Özgür Özel, en azından Devlet Bahçeli gibi “Bu iş nasıl oldu?”ya bakma gereği bile duymadı mı? Mesela 15 Temmuz “Yurtta Sulh Cihanda Sulh Konseyi” tarafından devreye sokulan bir menhus olaydı. Demek Atatürk’e isnat edilen her iş, gerçekten Mustafa Kemal ile bağlantılı olmayabiliyormuş.

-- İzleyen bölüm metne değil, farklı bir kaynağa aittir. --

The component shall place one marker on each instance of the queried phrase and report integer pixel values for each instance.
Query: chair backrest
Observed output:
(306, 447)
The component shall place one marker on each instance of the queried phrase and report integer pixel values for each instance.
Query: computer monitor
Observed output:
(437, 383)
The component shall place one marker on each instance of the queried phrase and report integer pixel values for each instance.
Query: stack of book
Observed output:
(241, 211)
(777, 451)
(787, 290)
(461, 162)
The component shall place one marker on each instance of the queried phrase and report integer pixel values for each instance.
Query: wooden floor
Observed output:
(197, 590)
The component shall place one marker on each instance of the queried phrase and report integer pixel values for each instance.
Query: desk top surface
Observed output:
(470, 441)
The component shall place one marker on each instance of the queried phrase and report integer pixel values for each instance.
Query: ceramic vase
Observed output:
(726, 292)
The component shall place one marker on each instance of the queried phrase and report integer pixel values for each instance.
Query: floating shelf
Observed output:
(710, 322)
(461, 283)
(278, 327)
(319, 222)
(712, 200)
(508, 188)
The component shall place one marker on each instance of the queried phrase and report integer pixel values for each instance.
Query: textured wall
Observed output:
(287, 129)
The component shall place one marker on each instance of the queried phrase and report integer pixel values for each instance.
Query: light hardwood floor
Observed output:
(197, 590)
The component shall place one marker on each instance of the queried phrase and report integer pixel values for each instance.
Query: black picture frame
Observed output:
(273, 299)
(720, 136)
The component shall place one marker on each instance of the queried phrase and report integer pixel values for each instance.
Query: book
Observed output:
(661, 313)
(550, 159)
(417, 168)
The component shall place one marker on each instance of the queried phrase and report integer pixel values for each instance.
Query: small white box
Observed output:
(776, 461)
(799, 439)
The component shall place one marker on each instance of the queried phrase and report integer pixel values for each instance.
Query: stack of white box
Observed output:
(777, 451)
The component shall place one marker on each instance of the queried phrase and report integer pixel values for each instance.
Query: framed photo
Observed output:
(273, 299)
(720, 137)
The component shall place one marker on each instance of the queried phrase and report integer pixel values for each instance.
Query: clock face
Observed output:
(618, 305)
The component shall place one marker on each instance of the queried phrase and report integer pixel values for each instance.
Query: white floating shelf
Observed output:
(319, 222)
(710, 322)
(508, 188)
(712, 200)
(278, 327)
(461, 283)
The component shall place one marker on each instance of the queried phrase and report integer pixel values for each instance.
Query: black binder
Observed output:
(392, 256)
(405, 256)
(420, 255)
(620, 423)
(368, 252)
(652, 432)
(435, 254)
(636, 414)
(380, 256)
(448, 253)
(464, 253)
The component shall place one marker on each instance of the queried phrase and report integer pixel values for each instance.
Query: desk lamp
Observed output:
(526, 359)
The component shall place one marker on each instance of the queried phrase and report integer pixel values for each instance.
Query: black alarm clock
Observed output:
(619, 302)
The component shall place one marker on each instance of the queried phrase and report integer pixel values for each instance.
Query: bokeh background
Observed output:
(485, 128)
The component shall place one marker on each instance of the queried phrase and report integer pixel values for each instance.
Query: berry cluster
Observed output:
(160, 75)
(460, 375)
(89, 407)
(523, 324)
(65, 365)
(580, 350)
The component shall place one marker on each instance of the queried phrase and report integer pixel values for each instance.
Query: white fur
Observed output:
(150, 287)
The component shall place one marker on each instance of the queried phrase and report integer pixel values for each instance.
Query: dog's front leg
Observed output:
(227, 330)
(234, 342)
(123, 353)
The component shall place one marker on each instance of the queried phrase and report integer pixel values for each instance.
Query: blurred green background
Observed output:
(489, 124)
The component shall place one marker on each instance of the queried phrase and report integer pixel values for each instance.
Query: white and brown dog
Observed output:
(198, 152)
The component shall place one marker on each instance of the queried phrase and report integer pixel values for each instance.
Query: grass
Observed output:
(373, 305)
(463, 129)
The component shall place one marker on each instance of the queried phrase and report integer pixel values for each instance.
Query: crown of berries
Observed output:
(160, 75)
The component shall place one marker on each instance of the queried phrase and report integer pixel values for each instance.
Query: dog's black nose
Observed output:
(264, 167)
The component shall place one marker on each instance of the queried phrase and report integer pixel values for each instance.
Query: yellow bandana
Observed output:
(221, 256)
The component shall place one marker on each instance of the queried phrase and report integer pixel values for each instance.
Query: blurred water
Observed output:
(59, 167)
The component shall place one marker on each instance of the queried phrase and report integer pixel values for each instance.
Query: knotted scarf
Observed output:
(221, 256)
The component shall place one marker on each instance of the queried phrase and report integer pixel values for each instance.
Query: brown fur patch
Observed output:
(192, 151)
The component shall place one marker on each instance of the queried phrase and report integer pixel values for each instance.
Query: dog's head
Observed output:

Bu teğmenlerin üzerine gidilsin gibi bir yaklaşımım yok. Ama böyle bir olayın kendiliğinden gelişmiş bir hadse olmadığı da açık. Olay, siyasi iktidara tepki mi, başka şeylere tepki mi, tamamen 15 Temmuz sonrasında ve ince elenip sık dokunarak alınmış – eğitilmiş bu genç askerler, böyle bir eylemin risk taşıdığını bilmezler mi, bildikleri halde yapmışlarsa, neyi göze almışlardır vs… Daha da önemlisi, kendilerini “Mustafa Kemal’in askerleri” olarak konumlandırdıklarına göre o sloganı atmayan meslektaşlarını nasıl gördükleri, ya da TSK bünyesinde o sloganı atmayan askerlerin nasıl göründüğüne de bir yorumları olması gerekiyor.
Çok mu ince eledim sık dokudum?
Genelkurmay Başkanı’nın darbeciler tarafından esir alındığı günlerden geliyoruz. 27 Mayıs’ta da Cumhurbaşkanı ve Başbakan’la beraber Genelkurmay Başkanı alaşağı edilmişti altındaki albaylar tarafından… Nasıl oluştu o süreçler?
Hassasyeti bitmedi bu işlerin bu memlekette.
VAY BE- DEVLET MESELESİNE BAKIN!
Gazeteci Fatih Altaylı’nın youtube kanalına katılan Sezgin Baran Korkmaz, “İnan Kıraç’a hacze gideceğimi söyledim. Bakan Süleyman Soylu bu borcu silmem gerektiğini ve hisseleri bedelsiz şekilde İnan Kıraç’a vermem gerektiğini bana söyledi. Yeniden çağırdılar. Gittiğimde Soylu, ‘Bu devlet meselesi İnan Kıraç’ın borcunu sileceksin’ dedi. Ben de tamam deyip hiçbir şey demeden ayrıldım.”
Devlet meselesi ha… Biraz açılmalı bu devlet meselesi. Haydi baylar açıklayın!